O Conselho das Comunidades Portuguesas (CCP) obteve o apoio das principais forças parlamentares para a realização de um teste de voto eletrónico destinado aos cidadãos portugueses residentes no estrangeiro. A proposta, discutida em audição conjunta das Comissões Parlamentares de Assuntos Constitucionais e de Negócios Estrangeiros, em Lisboa, surge após várias reuniões entre conselheiros do CCP e deputados das diferentes bancadas.
Os partidos PSD, PS, CDS e Chega manifestaram-se favoráveis à realização de um teste-piloto de voto digital, sem caráter vinculativo, com o objetivo de avaliar a segurança, a eficácia e a fiabilidade do sistema antes de uma eventual implementação definitiva. Os parlamentares sublinharam a necessidade urgente de modernizar o processo eleitoral, lembrando que o voto presencial e o voto postal continuam a apresentar elevadas taxas de abstenção entre os portugueses no estrangeiro.
O presidente do CCP, Flávio Martins, alertou para o risco de a abstenção atingir “níveis elevadíssimos” se nada for alterado. Defendeu a uniformização dos procedimentos eleitorais, garantindo igualdade de participação entre os cidadãos dentro e fora do país. Martins sublinhou que o objetivo imediato não é substituir o sistema atual, mas avaliar a credibilidade técnica e a segurança digital do modelo.
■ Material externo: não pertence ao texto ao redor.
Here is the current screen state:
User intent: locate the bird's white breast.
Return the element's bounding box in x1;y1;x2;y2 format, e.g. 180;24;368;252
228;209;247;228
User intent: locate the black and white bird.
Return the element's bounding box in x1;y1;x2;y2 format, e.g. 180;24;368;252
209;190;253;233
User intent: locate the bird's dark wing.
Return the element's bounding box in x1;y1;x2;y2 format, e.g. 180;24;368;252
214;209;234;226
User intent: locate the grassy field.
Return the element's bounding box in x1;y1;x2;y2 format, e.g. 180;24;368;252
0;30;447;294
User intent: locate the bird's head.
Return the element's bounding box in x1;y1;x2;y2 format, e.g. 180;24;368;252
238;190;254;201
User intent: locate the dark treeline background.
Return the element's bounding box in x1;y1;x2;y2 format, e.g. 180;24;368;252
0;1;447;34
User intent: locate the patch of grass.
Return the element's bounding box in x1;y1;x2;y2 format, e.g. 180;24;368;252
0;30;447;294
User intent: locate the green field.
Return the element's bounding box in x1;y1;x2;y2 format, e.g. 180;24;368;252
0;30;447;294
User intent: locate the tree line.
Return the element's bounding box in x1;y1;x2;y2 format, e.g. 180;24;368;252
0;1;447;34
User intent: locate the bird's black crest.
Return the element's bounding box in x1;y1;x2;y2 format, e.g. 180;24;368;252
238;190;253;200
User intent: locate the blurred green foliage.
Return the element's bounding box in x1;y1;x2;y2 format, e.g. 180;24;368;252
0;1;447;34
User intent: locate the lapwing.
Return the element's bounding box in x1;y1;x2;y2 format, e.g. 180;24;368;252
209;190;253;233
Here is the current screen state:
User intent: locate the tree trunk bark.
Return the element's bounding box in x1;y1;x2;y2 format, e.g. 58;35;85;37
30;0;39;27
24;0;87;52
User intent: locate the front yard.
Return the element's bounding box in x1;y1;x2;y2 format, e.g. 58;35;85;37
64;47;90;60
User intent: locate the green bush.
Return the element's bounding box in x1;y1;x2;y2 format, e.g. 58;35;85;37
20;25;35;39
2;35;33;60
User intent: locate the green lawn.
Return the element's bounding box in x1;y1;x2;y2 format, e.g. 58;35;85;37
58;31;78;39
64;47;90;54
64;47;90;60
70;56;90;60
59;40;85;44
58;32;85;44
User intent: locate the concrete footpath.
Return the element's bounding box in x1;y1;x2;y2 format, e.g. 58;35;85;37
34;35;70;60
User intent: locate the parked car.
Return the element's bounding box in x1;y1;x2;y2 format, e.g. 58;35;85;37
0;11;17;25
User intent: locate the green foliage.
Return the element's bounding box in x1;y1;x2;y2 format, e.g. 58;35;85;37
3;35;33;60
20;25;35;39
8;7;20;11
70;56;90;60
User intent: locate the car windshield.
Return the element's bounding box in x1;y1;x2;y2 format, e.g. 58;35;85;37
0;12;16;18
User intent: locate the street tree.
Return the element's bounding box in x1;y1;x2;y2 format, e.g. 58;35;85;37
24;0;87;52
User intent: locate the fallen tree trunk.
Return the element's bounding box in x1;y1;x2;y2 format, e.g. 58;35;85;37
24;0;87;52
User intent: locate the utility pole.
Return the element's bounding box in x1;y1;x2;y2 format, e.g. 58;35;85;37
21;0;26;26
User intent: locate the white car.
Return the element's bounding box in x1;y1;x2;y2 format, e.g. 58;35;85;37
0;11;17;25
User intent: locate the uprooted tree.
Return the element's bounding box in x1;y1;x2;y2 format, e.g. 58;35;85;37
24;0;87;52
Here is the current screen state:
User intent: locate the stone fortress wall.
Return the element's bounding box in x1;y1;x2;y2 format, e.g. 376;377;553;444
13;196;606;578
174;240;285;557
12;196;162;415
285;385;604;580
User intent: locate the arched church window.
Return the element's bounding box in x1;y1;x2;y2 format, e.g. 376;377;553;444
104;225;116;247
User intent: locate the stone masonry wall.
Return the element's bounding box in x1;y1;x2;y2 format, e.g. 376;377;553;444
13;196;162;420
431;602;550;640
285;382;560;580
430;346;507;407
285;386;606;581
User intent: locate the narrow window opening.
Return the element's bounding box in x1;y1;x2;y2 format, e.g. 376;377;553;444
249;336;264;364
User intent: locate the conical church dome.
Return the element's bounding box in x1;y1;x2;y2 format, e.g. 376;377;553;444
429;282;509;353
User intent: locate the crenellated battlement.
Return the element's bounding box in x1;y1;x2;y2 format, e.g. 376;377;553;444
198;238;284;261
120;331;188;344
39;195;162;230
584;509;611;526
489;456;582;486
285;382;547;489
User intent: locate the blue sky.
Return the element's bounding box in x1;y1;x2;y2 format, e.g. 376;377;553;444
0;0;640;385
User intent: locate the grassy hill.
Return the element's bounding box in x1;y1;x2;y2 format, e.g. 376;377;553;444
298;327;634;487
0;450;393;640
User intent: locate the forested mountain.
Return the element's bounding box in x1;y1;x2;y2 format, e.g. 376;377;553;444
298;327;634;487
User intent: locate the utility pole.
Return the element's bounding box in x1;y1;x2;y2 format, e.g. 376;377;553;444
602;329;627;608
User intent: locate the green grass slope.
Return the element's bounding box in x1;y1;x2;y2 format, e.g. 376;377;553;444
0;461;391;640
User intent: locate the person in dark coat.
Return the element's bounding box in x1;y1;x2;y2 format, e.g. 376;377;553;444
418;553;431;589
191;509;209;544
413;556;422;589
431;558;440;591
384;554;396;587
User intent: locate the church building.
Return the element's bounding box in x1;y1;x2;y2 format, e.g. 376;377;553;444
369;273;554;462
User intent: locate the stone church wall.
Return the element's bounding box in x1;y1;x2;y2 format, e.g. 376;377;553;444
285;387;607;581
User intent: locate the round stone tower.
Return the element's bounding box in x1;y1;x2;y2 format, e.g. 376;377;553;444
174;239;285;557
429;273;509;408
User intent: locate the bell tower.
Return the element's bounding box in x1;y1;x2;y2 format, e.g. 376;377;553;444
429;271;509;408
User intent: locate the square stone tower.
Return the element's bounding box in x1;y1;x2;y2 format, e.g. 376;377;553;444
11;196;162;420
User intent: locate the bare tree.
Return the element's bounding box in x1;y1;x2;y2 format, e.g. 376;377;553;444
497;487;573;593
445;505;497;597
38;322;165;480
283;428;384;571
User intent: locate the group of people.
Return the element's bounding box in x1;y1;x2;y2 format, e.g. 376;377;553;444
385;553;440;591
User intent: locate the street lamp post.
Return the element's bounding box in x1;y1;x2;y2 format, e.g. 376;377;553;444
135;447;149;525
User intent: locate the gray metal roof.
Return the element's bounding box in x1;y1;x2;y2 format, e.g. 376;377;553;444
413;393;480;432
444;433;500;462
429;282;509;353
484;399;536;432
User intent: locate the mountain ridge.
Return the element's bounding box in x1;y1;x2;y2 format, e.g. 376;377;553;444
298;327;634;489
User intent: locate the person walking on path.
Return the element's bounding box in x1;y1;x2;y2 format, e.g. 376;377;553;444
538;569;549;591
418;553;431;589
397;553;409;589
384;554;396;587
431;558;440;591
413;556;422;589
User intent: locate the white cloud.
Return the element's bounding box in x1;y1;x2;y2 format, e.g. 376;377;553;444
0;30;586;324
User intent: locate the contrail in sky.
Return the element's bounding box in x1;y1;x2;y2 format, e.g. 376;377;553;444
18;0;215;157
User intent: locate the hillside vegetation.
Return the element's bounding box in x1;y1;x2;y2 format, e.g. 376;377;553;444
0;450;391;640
Outros conselheiros reforçaram as dificuldades práticas enfrentadas pelos eleitores no estrangeiro. Vasco Abreu relatou que, em certos países, com 25 mil eleitores recenseados, apenas três votos chegaram a Portugal por correio. Já Paulo Marques defendeu que Portugal deve aprender com países que já adotaram o voto eletrónico remoto, sugerindo a integração com a chave móvel digital como forma de autenticação segura do eleitor.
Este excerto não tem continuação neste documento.